Graph-sitter
Graph-sitter is a Python library for manipulating codebases.
It provides a scriptable interface to a powerful, multi-lingual language server built on top of Tree-sitter.
from graph_sitter import Codebase
# Graph-sitter builds a complete graph connecting
# functions, classes, imports and their relationships
codebase = Codebase("./")
# Work with code without dealing with syntax trees or parsing
for function in codebase.functions:
# Comprehensive static analysis for references, dependencies, etc.
if not function.usages:
# Updates references and imports through graph-aware edit APIs
function.remove()
# Fast, in-memory code index
codebase.commit()Graph-sitter is designed for graph-aware refactors and codebase analysis.
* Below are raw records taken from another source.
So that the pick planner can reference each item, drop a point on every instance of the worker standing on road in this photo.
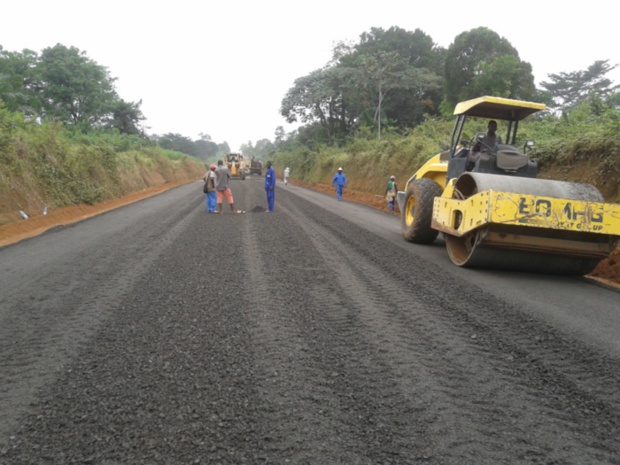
(210, 188)
(340, 180)
(223, 189)
(390, 192)
(270, 187)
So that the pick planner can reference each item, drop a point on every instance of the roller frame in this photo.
(517, 221)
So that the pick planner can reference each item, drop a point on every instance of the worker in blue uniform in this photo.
(270, 187)
(340, 180)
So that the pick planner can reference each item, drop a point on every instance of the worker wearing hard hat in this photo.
(270, 188)
(209, 189)
(390, 192)
(340, 180)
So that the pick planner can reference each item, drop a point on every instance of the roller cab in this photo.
(493, 211)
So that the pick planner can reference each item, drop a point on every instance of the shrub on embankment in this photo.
(581, 147)
(47, 165)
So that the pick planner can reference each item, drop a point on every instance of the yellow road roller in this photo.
(483, 195)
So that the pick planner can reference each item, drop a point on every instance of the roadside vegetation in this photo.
(583, 146)
(44, 166)
(379, 107)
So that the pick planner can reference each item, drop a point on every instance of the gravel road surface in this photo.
(161, 334)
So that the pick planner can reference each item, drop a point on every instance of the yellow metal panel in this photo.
(552, 213)
(458, 217)
(498, 108)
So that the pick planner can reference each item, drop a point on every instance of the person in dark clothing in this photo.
(270, 187)
(340, 180)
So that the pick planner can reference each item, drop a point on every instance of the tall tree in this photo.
(568, 90)
(126, 116)
(16, 81)
(318, 98)
(480, 62)
(407, 65)
(75, 89)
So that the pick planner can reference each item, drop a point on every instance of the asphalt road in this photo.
(161, 334)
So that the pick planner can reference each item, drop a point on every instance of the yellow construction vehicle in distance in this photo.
(236, 165)
(495, 213)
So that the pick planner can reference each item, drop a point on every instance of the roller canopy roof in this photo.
(498, 108)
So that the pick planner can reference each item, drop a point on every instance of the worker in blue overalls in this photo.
(340, 180)
(270, 187)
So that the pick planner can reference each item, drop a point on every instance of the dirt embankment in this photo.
(608, 270)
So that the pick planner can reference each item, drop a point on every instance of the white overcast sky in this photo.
(222, 67)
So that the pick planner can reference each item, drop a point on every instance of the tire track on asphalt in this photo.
(446, 359)
(49, 322)
(297, 401)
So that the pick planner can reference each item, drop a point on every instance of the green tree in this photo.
(480, 62)
(178, 143)
(205, 147)
(318, 99)
(126, 117)
(74, 89)
(16, 81)
(568, 90)
(399, 75)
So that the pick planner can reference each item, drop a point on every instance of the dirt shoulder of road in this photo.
(607, 272)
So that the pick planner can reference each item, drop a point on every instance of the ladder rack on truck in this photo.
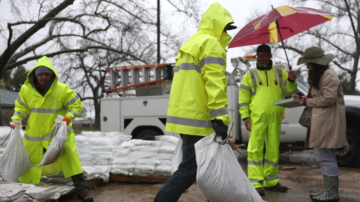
(161, 72)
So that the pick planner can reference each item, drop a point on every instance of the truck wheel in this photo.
(350, 154)
(147, 135)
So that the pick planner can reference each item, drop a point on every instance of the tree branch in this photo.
(10, 50)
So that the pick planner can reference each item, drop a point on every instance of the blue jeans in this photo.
(185, 176)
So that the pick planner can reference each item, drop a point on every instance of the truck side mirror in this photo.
(168, 72)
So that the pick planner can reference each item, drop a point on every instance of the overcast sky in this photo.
(241, 10)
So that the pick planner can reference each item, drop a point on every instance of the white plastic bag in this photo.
(177, 158)
(56, 147)
(219, 175)
(14, 161)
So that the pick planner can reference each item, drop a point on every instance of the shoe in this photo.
(260, 191)
(85, 197)
(330, 192)
(278, 187)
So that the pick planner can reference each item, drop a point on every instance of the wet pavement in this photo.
(301, 174)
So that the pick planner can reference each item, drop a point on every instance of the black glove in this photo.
(219, 128)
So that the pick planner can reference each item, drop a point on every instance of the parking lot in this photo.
(298, 171)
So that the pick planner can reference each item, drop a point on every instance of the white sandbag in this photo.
(219, 175)
(13, 191)
(14, 160)
(177, 157)
(167, 138)
(55, 194)
(167, 149)
(56, 147)
(92, 134)
(97, 172)
(41, 191)
(121, 172)
(163, 169)
(80, 139)
(122, 137)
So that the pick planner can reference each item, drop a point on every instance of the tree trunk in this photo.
(10, 50)
(1, 121)
(97, 114)
(354, 73)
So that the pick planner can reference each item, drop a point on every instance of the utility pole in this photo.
(158, 33)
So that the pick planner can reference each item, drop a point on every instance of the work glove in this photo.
(219, 128)
(15, 123)
(67, 119)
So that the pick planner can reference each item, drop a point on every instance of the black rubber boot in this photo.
(81, 188)
(331, 190)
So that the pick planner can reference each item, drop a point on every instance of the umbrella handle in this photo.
(282, 42)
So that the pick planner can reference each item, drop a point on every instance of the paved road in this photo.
(302, 180)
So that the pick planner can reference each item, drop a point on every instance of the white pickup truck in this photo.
(145, 117)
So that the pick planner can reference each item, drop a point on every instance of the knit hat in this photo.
(316, 55)
(43, 69)
(264, 49)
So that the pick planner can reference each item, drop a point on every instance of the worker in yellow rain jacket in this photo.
(259, 89)
(198, 99)
(44, 97)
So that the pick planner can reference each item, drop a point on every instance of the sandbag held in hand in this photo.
(219, 175)
(56, 147)
(14, 161)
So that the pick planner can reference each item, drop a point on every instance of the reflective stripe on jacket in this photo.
(60, 99)
(275, 79)
(198, 91)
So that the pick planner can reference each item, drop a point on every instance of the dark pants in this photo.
(79, 182)
(185, 176)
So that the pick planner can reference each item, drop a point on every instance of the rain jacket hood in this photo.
(44, 61)
(212, 23)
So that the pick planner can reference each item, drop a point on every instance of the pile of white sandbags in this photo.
(144, 158)
(4, 137)
(29, 192)
(4, 133)
(95, 148)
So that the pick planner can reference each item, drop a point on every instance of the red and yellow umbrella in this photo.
(291, 21)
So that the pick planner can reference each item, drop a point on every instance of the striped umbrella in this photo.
(278, 25)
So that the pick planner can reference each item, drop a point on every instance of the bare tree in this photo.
(12, 47)
(340, 36)
(95, 34)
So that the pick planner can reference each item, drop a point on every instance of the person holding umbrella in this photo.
(328, 123)
(259, 89)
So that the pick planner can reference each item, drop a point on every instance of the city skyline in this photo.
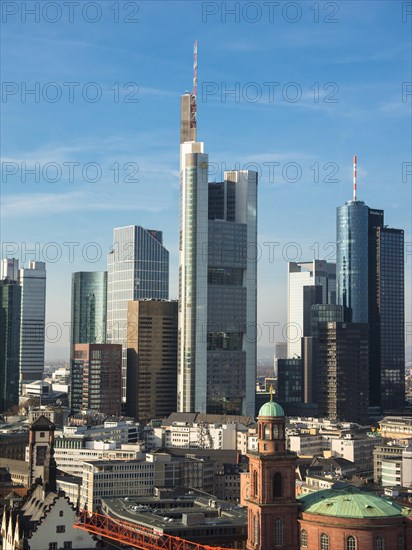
(370, 118)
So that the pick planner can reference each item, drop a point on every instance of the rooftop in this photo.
(349, 502)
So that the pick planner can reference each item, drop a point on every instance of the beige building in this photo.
(151, 359)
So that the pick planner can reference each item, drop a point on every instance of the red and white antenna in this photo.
(354, 177)
(193, 102)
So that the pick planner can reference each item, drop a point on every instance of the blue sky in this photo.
(315, 82)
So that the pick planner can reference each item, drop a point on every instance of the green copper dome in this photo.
(349, 502)
(271, 409)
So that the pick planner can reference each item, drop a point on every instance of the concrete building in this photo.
(88, 308)
(33, 320)
(151, 359)
(138, 268)
(96, 378)
(308, 283)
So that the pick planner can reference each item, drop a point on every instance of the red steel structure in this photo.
(141, 537)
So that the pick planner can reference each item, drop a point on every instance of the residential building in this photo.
(151, 359)
(96, 378)
(138, 268)
(33, 319)
(10, 304)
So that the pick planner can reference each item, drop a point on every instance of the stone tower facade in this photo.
(271, 501)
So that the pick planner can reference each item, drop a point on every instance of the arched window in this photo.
(255, 483)
(324, 542)
(278, 532)
(277, 485)
(351, 543)
(303, 539)
(256, 530)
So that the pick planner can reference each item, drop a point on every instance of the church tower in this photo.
(272, 505)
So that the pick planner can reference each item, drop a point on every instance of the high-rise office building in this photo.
(33, 319)
(343, 360)
(390, 376)
(88, 308)
(10, 311)
(370, 283)
(151, 359)
(138, 268)
(309, 283)
(96, 378)
(217, 286)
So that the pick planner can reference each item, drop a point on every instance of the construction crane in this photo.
(134, 535)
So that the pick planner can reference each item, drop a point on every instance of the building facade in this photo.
(217, 288)
(33, 320)
(88, 307)
(343, 361)
(151, 359)
(138, 268)
(96, 378)
(10, 304)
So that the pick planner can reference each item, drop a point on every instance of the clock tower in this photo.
(272, 505)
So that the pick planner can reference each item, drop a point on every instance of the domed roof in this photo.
(271, 409)
(349, 502)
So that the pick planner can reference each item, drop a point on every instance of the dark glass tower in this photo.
(352, 259)
(10, 303)
(89, 299)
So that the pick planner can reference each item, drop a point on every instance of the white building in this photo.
(33, 318)
(44, 521)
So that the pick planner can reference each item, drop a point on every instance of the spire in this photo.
(354, 177)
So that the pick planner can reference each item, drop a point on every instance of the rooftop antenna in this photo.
(354, 177)
(193, 106)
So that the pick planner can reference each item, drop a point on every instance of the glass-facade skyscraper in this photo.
(352, 259)
(10, 304)
(217, 288)
(370, 283)
(138, 268)
(89, 304)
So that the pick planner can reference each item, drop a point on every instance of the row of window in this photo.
(351, 542)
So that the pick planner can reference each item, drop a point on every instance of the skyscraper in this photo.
(138, 268)
(33, 319)
(370, 282)
(151, 359)
(217, 282)
(309, 283)
(343, 360)
(10, 311)
(88, 308)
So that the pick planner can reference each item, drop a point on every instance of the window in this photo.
(278, 532)
(277, 485)
(255, 483)
(351, 543)
(255, 530)
(324, 542)
(303, 539)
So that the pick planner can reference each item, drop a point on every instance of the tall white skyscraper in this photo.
(138, 268)
(217, 286)
(33, 320)
(309, 283)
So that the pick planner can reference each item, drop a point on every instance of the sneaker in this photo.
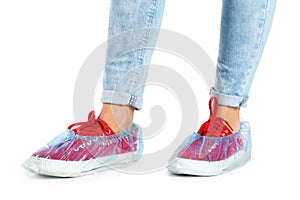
(214, 149)
(85, 148)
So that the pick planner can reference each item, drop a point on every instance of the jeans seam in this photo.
(140, 59)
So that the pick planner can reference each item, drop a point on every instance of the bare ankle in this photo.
(231, 115)
(118, 117)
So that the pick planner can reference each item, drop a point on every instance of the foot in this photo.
(231, 115)
(85, 148)
(119, 118)
(216, 148)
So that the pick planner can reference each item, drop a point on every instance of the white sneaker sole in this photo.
(206, 168)
(60, 168)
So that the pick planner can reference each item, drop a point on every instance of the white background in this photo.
(42, 47)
See correctness and parity for the current tested scope and known limits.
Quick Start
Graph-sitter requires Python 3.12 - 3.13 (recommended: Python 3.13+).
Using UV (Recommended)
uv tool install graph-sitter --python 3.13Using Pipx
Pipx is not officially supported by Codegen, but it should still work.
pipx install graph-sitterFor further & more in depth installation instructions, see the installation guide.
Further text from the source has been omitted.